In conclusion, we observed a high prevalence of rectal and vaginal MG – equivalent to the prevalence of CT in this same population – and found that nearly all MG strains had a macrolide resistance mutation. These findings are particularly concerning, and suggest high levels of previous exposure to azithromycin. Furthermore, nearly half of the women in this study with vaginal CT were co-infected with MG, received azithromycin as part of routine treatment, and likely remained infected with MG. This convergence highlights how the use of antimicrobials designed to treat an identified infection – in this case CT – has the potential to influence antimicrobial susceptibility patterns in other unidentified infections and reinforces the need for thoughtful testing and antibiotic prescribing practices. Our results also reinforce the longstanding concern that we are entering an era of potentially untreatable MG, but also highlight our profound lack of understanding of the epidemiology of MG among women, in particular rectal MG. We do not know how long rectal MG persists in women, if women can autoinoculate MG to the vagina, or if the rectum serves as an incubator of potentially antimicrobial-resistant MG. Answers to these questions will improve our understanding of the health implications of rectal MG to inform screening and treatment guidelines.
Supplementary Material
ACKNOWLEDGEMENTS
The authors thank the women who participated in this study and the STD Clinic staff, clinicians, and disease intervention specialists for their assistance in recruiting participants.
FUNDING
This work was supported by the National Institutes of Health (NIH) [grant U19 AI113173 to C.M.K.]. Study data were collected and managed using Research Electronic Data Capture (REDCap) tools hosted at the University of Washington Institute of Translational Health Sciences and supported by the National Institutes of Health (grant UL1 TR002319).
Footnotes
CONFLICT OF INTERESTS
CMK, MRG, LAB, OOS, and LEM have received donations of specimen collection kits and reagents from Hologic, Inc.

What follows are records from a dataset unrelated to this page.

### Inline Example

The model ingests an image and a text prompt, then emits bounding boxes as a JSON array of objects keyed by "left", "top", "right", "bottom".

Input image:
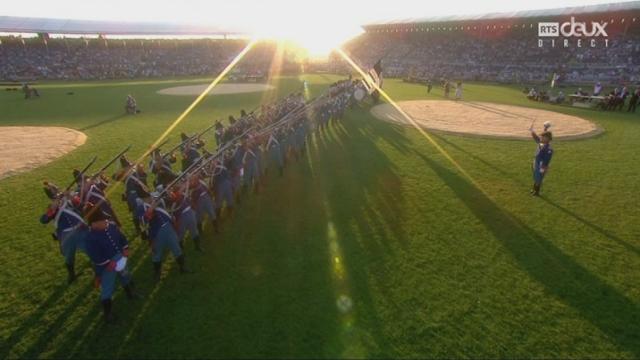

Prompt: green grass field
[{"left": 0, "top": 75, "right": 640, "bottom": 358}]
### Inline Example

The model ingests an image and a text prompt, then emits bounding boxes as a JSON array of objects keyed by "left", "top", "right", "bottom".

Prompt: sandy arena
[
  {"left": 371, "top": 100, "right": 603, "bottom": 140},
  {"left": 0, "top": 126, "right": 87, "bottom": 179},
  {"left": 158, "top": 84, "right": 275, "bottom": 96}
]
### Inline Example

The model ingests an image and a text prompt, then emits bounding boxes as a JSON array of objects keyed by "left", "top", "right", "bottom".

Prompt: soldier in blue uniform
[
  {"left": 242, "top": 143, "right": 260, "bottom": 192},
  {"left": 136, "top": 192, "right": 191, "bottom": 281},
  {"left": 211, "top": 160, "right": 234, "bottom": 221},
  {"left": 227, "top": 145, "right": 245, "bottom": 202},
  {"left": 85, "top": 203, "right": 136, "bottom": 323},
  {"left": 120, "top": 156, "right": 149, "bottom": 234},
  {"left": 84, "top": 179, "right": 121, "bottom": 226},
  {"left": 267, "top": 132, "right": 284, "bottom": 176},
  {"left": 190, "top": 174, "right": 218, "bottom": 233},
  {"left": 40, "top": 194, "right": 89, "bottom": 284},
  {"left": 182, "top": 141, "right": 201, "bottom": 171},
  {"left": 530, "top": 126, "right": 553, "bottom": 196},
  {"left": 170, "top": 189, "right": 202, "bottom": 251}
]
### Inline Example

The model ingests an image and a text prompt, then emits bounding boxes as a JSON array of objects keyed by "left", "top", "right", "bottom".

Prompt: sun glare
[{"left": 252, "top": 14, "right": 362, "bottom": 58}]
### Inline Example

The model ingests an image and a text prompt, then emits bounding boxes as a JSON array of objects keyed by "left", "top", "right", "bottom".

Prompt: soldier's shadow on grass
[
  {"left": 416, "top": 152, "right": 640, "bottom": 357},
  {"left": 311, "top": 113, "right": 409, "bottom": 357},
  {"left": 541, "top": 196, "right": 640, "bottom": 255},
  {"left": 0, "top": 285, "right": 68, "bottom": 359}
]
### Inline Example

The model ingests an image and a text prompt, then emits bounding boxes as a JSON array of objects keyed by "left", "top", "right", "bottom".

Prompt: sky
[{"left": 0, "top": 0, "right": 632, "bottom": 53}]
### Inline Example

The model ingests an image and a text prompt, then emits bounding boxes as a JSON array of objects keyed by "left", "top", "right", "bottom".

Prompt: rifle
[
  {"left": 149, "top": 138, "right": 169, "bottom": 154},
  {"left": 64, "top": 156, "right": 98, "bottom": 192}
]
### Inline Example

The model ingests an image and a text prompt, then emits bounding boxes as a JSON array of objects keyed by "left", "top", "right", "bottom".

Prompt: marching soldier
[
  {"left": 529, "top": 123, "right": 553, "bottom": 196},
  {"left": 267, "top": 132, "right": 284, "bottom": 176},
  {"left": 211, "top": 160, "right": 234, "bottom": 221},
  {"left": 136, "top": 192, "right": 191, "bottom": 281},
  {"left": 40, "top": 194, "right": 88, "bottom": 284},
  {"left": 85, "top": 203, "right": 136, "bottom": 323},
  {"left": 170, "top": 189, "right": 202, "bottom": 251},
  {"left": 242, "top": 143, "right": 260, "bottom": 191},
  {"left": 190, "top": 174, "right": 218, "bottom": 233}
]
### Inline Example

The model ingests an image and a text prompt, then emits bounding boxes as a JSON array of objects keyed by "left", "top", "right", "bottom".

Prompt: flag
[{"left": 365, "top": 59, "right": 382, "bottom": 94}]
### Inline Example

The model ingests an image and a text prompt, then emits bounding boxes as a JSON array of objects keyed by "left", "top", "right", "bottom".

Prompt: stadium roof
[
  {"left": 363, "top": 1, "right": 640, "bottom": 29},
  {"left": 0, "top": 16, "right": 245, "bottom": 35}
]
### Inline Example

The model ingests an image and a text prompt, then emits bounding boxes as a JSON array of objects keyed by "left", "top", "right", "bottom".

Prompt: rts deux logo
[{"left": 538, "top": 16, "right": 609, "bottom": 47}]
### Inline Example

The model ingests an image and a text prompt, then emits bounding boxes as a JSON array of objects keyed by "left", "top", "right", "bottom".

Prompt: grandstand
[
  {"left": 346, "top": 1, "right": 640, "bottom": 84},
  {"left": 0, "top": 16, "right": 299, "bottom": 81}
]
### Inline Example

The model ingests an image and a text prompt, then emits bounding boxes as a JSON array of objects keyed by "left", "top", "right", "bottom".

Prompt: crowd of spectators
[
  {"left": 347, "top": 29, "right": 640, "bottom": 84},
  {"left": 0, "top": 37, "right": 302, "bottom": 81}
]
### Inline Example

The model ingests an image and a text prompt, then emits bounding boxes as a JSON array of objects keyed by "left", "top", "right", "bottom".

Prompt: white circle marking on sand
[
  {"left": 0, "top": 126, "right": 87, "bottom": 179},
  {"left": 371, "top": 100, "right": 603, "bottom": 140},
  {"left": 158, "top": 83, "right": 275, "bottom": 96}
]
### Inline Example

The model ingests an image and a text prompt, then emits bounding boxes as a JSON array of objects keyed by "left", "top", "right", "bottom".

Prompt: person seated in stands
[
  {"left": 601, "top": 90, "right": 617, "bottom": 110},
  {"left": 22, "top": 83, "right": 40, "bottom": 99},
  {"left": 124, "top": 95, "right": 140, "bottom": 114},
  {"left": 536, "top": 90, "right": 549, "bottom": 102},
  {"left": 593, "top": 81, "right": 602, "bottom": 96},
  {"left": 549, "top": 90, "right": 564, "bottom": 104}
]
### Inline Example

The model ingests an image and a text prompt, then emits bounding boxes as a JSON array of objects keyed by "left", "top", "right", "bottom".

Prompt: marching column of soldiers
[{"left": 40, "top": 80, "right": 357, "bottom": 323}]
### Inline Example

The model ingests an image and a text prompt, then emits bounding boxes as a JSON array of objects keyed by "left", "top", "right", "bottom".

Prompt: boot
[
  {"left": 102, "top": 299, "right": 116, "bottom": 324},
  {"left": 65, "top": 264, "right": 76, "bottom": 284},
  {"left": 531, "top": 184, "right": 540, "bottom": 196},
  {"left": 153, "top": 261, "right": 162, "bottom": 281},
  {"left": 176, "top": 254, "right": 193, "bottom": 274},
  {"left": 211, "top": 217, "right": 220, "bottom": 234},
  {"left": 123, "top": 281, "right": 140, "bottom": 300},
  {"left": 193, "top": 236, "right": 202, "bottom": 252}
]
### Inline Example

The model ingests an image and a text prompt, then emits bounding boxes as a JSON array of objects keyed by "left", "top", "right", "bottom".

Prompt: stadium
[{"left": 0, "top": 1, "right": 640, "bottom": 359}]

LEM and MRG have also engaged in contract work with Hologic, Inc. JSJ has received speaker’s fees from Hologic, Cepheid, BD, and SpeeDx and serves on the scientific advisory board of Roche Molecular Systems, Abbott Molecular Inc., and Cepheid. The Statens Serum Institut has received remuneration for contract work from SpeeDx, Hologic, NYtor, Diagenode, Nabriva, and GlaxoSmithKline. MRG has received research support from GSK. JCD has conducted research unrelated to this work through grants to the University of Washington from Hologic, Curatek and Quidel. All other authors declare that they have no conflicts of interest.
PREVIOUS PRESENTATIONS
Parts of this work were presented at the STI & HIV 2019 World Congress in Vancouver, Canada, July 14–17, 2019.